Please see the first part of this other answer of mine and links therein. You want to detect a string. Making curl fail according to HTML error code seems more elegant. If it's possible to get the desired result this way then it's the Right Way.
Otherwise use the following general-purpose shell function:
failon() (
pattern="$1"
shift
[ "$#" -eq 0 ] && set cat
FAILON_STATUS="${FAILON_STATUS:-125}"
set -o pipefail
{ "$@" \
| tee -p /proc/self/fd/3 \
| { grep -q -- "$pattern" && return "$FAILON_STATUS" || return 0; }
} 3>&1
)
Usage:
failon [pattern [command [arg...]]]
The main purpose of the function is to return non-zero exit status if the output of command [arg...] contains a line matching the pattern. The output is printed to the stdout of the function, regardless of whether there is a match or not.
Example:
failon ERROR curl …
Notes and explanations:
The pattern is supplied as-is to grep, so it's a regex. An empty or undefined pattern will match any line, if only there is a line.

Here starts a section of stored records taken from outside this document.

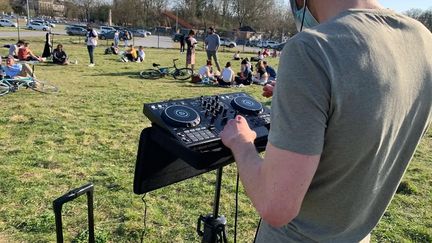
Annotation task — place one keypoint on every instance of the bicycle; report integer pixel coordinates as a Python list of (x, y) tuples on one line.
[(14, 84), (160, 72)]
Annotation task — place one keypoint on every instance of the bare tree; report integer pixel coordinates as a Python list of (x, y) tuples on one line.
[(5, 6)]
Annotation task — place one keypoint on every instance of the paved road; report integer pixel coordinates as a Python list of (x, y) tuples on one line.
[(151, 41)]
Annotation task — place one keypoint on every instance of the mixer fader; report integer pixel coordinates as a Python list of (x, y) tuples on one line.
[(197, 122)]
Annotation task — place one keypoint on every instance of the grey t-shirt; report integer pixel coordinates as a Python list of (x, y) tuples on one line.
[(358, 90), (212, 42)]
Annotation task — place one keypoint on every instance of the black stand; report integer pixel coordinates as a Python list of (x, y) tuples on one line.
[(70, 196), (214, 225)]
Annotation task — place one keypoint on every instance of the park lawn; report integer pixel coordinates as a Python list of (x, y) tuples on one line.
[(89, 133)]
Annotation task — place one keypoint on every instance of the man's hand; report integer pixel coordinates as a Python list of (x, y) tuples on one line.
[(268, 89), (236, 133)]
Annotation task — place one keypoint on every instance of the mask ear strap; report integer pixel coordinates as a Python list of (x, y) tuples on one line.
[(304, 13)]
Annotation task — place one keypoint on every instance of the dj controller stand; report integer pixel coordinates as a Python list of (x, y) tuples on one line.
[(184, 142), (214, 225)]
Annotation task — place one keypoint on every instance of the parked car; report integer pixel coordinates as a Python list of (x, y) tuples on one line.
[(279, 47), (141, 32), (267, 44), (7, 23), (76, 30), (38, 26), (252, 43), (227, 42), (44, 22), (176, 37), (105, 29), (110, 35)]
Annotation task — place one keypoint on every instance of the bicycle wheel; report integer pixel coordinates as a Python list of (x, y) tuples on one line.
[(43, 87), (150, 74), (4, 89), (182, 73)]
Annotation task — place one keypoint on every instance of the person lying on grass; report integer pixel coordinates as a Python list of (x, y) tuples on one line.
[(15, 70)]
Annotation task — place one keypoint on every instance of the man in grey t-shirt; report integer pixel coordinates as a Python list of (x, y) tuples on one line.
[(212, 42), (352, 100)]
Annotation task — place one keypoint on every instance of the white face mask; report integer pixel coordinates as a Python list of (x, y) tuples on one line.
[(302, 17)]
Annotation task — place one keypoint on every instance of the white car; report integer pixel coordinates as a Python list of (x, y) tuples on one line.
[(268, 44), (44, 22), (38, 26), (227, 42), (141, 33), (7, 23), (105, 29)]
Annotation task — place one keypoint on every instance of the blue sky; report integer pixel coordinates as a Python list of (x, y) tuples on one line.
[(403, 5)]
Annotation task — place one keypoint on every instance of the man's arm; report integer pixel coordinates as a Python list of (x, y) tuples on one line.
[(276, 184)]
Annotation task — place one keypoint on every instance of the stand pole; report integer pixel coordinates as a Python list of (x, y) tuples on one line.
[(217, 192), (214, 225)]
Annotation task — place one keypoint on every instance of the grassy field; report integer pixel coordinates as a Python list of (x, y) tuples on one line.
[(89, 133)]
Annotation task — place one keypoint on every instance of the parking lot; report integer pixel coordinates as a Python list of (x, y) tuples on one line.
[(150, 41)]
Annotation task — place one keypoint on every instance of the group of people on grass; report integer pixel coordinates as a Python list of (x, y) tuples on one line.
[(226, 77), (16, 62), (22, 52)]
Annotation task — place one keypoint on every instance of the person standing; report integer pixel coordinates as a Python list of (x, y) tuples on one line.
[(190, 51), (212, 42), (182, 42), (60, 56), (91, 41), (348, 111), (116, 38), (48, 45)]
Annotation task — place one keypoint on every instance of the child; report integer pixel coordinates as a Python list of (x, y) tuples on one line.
[(236, 56), (141, 54), (227, 76)]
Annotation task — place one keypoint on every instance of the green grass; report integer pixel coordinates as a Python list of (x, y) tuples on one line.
[(89, 133)]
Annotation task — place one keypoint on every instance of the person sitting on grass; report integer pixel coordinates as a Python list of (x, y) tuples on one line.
[(259, 57), (236, 56), (270, 71), (266, 52), (113, 49), (141, 54), (227, 76), (261, 76), (60, 56), (16, 70), (245, 75), (130, 55), (25, 54), (13, 48), (206, 72)]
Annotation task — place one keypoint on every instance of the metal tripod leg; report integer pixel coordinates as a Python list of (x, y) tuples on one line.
[(214, 225)]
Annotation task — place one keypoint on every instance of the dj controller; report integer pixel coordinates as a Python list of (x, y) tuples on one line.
[(197, 122)]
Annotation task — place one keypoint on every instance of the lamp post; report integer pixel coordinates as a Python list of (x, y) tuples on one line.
[(28, 12), (176, 20)]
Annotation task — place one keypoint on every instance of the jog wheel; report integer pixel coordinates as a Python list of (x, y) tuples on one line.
[(246, 105), (181, 116)]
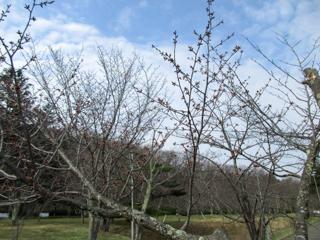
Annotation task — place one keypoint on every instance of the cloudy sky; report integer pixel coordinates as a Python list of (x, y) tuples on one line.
[(135, 25)]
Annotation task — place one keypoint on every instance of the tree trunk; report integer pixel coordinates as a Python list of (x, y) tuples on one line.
[(15, 220), (139, 217), (146, 200), (94, 223), (302, 211)]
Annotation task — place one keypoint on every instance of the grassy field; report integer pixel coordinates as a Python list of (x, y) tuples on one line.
[(74, 229)]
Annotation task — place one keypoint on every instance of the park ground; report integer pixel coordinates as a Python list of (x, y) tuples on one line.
[(76, 229)]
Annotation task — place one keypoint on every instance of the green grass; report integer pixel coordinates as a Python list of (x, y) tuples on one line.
[(286, 233), (74, 229), (59, 229)]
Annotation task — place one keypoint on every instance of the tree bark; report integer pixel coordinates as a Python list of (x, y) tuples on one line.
[(139, 217), (302, 211)]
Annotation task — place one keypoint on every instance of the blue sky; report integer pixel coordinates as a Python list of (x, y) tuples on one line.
[(134, 25)]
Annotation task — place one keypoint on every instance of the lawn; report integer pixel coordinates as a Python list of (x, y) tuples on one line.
[(74, 229)]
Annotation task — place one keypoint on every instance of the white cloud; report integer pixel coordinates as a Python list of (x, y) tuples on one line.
[(124, 19)]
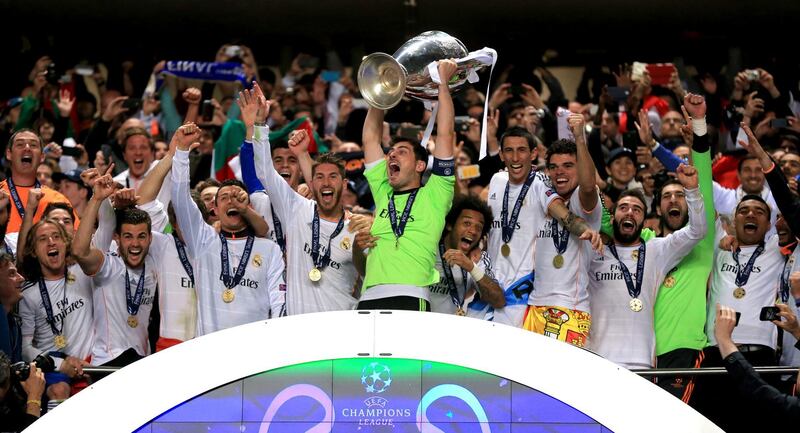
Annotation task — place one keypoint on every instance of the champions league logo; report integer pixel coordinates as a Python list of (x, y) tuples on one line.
[(376, 377)]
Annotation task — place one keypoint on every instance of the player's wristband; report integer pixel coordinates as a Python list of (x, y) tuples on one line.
[(699, 127), (477, 273), (444, 167)]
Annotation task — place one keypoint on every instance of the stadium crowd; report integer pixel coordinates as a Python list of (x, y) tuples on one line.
[(623, 222)]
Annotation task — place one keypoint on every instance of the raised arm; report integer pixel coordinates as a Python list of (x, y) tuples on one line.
[(587, 174), (298, 144), (256, 221), (151, 185), (487, 286), (89, 258), (445, 118), (371, 136), (788, 203), (34, 196), (684, 240), (254, 108), (196, 233)]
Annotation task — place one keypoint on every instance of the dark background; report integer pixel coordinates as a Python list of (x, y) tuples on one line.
[(583, 32)]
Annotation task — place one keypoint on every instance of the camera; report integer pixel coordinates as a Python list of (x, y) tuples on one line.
[(50, 74), (22, 370), (769, 314), (752, 74), (462, 123)]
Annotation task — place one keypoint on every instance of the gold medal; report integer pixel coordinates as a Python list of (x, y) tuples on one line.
[(133, 321), (60, 341)]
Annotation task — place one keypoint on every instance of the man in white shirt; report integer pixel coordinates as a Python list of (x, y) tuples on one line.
[(753, 182), (139, 153), (559, 304), (520, 199), (239, 278), (461, 277), (56, 308), (624, 279), (747, 279), (125, 281), (320, 272)]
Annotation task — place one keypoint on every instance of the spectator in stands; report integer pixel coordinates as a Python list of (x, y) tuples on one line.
[(757, 395), (25, 153)]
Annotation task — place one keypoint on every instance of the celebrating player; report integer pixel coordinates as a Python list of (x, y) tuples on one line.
[(238, 277), (320, 273)]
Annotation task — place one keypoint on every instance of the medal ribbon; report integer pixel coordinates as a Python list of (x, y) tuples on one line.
[(561, 239), (133, 302), (785, 280), (634, 291), (398, 229), (48, 305), (321, 261), (276, 223), (226, 271), (743, 273), (508, 226), (187, 265), (458, 301), (15, 196)]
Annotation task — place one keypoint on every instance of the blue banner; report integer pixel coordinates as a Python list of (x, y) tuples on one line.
[(208, 71)]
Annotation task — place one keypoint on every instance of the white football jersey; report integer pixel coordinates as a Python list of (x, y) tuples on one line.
[(260, 293), (618, 333), (113, 335), (519, 262), (334, 291), (566, 286), (72, 313)]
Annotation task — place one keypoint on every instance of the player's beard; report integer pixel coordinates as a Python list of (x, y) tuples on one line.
[(625, 238), (666, 222)]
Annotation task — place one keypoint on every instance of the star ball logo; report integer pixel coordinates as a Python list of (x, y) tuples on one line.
[(376, 377)]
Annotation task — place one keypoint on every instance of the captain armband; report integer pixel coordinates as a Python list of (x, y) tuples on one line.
[(444, 167)]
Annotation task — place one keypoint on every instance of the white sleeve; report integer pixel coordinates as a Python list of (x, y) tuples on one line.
[(28, 315), (158, 246), (276, 286), (680, 243), (284, 199), (165, 193), (196, 233), (106, 225), (724, 199), (542, 192), (158, 215), (260, 202)]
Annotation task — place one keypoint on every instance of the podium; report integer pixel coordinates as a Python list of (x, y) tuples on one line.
[(374, 371)]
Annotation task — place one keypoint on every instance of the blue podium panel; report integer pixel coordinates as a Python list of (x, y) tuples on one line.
[(374, 395)]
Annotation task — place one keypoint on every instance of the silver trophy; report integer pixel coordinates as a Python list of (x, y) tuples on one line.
[(384, 79)]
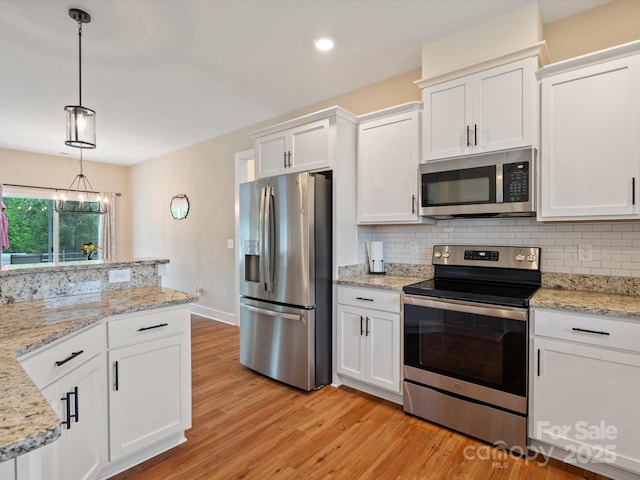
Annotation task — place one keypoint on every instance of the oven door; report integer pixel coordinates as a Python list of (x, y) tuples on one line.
[(472, 350)]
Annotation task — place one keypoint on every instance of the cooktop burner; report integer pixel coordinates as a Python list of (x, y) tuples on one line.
[(495, 275)]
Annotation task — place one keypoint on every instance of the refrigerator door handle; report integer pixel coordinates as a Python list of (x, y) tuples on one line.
[(270, 238), (271, 313), (263, 237)]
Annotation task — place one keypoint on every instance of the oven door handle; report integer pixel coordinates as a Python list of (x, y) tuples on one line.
[(485, 309)]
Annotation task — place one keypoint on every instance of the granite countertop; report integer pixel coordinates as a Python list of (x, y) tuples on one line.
[(386, 282), (596, 303), (26, 419), (47, 267)]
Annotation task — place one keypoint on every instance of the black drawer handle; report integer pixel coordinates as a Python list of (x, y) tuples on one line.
[(365, 299), (576, 329), (69, 358), (160, 325)]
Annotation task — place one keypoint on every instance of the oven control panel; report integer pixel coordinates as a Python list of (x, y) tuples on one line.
[(522, 258), (484, 255)]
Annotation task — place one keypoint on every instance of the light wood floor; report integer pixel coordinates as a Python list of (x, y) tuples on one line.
[(246, 426)]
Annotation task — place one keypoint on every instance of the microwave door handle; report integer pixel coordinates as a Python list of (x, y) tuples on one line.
[(499, 183)]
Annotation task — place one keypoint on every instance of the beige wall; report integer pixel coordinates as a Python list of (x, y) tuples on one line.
[(33, 169), (197, 246), (602, 27)]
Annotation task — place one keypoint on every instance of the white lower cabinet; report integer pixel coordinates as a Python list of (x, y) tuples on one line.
[(74, 374), (149, 379), (78, 399), (115, 412), (585, 381), (368, 337)]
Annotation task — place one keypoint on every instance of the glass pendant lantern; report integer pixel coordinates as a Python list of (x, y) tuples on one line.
[(81, 121), (81, 127)]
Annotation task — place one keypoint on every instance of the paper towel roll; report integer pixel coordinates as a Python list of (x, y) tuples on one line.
[(376, 257)]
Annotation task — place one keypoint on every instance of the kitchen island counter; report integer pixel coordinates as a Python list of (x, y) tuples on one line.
[(26, 419)]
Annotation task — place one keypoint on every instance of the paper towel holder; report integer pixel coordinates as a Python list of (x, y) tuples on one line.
[(376, 258)]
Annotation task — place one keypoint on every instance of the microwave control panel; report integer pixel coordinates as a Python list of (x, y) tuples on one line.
[(516, 182)]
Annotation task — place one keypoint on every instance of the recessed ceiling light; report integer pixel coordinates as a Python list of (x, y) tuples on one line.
[(324, 44)]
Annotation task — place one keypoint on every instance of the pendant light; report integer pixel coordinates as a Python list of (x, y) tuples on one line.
[(81, 121), (81, 133)]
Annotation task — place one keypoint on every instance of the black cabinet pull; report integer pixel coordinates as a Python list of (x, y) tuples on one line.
[(160, 325), (115, 376), (576, 329), (75, 405), (69, 358), (67, 422)]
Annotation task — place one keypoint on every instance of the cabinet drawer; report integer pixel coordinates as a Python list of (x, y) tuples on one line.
[(49, 363), (370, 298), (588, 329), (142, 327)]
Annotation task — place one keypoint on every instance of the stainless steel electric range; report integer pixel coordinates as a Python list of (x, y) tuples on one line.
[(466, 341)]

The function should work in bash, zsh and many other shells. AFAIK the shell syntax I used is portable. Non-portable things are independent from the shell, except set -o pipefail which belongs to the shell and it's not portable. I mean not yet. It's widely supported and it's going to be added to the POSIX standard.
Thanks to pipefail, if the pattern is not found and tee doesn't fail (normally it shouldn't fail) then the function will return the exit status of the specified command (e.g. curl).
If the pattern is found then the function will return 125. I chose 125 because:
You can adjust this number to your needs via FAILON_STATUS environment variable. E.g. FAILON_STATUS=120 failon …. Note FAILON_STATUS=0 is technically valid but rather useless.
tee -p is not portable. Without -p tee will exit if it gets SIGPIPE after grep exits early. grep -q exits as soon as it finds the pattern. Thanks to -p tee will relay its whole input to /proc/self/fd/3 (which is ultimately the stdout of the function), even if grep exits early.
If you tee does not support -p, the most straightforward workaround is to use grep -- "$pattern" >/dev/null. Now grep will silently process all the data, it will not exit early. The downside is it will do unnecessary job matching lines after the pattern is first found.
/proc/self/fd/… is not portable; hopefully your OS supports it. Even if it doesn't, there's always a method of curl … | tee /temporary/file followed by ! grep -q ERROR /temporary/file to get falsy exit status upon ERROR. This method is quite straightforward and KISS, but:
in one of your comments you said you don't want to save the output to a file;
in general it's not easy to safely and reliably create a /temporary/file; mktemp is the right tool, but it's not specified by POSIX.
In zsh you can do "$@" >&3 | { grep -q … (instead of "$@" | tee … | { grep -q …) and thus get rid of tee -p /proc/self/fd/3 and any potential problem from it.
-- is explained here: What does -- (double-dash) mean?
If command is not specified then the function will use cat. This allows you to use failon as a "filter":
curl … | failon ERROR
Note it's easy to lose the exit status of curl this way. On the other hand it's possible to do this:
curl … | failon ERROR | failon WARNING
and examine PIPESTATUS (in bash) or pipestatus (in zsh) to detect ERROR and WARNING in the output independently.
Some programs change their behavior, depending on stdout being a terminal, a pipe or a regular file (see how to trick a command into thinking its output is going to a terminal). Our function internally uses a pipe, so in some cases the output from failon foo program will be different than the output from the same program invoked directly.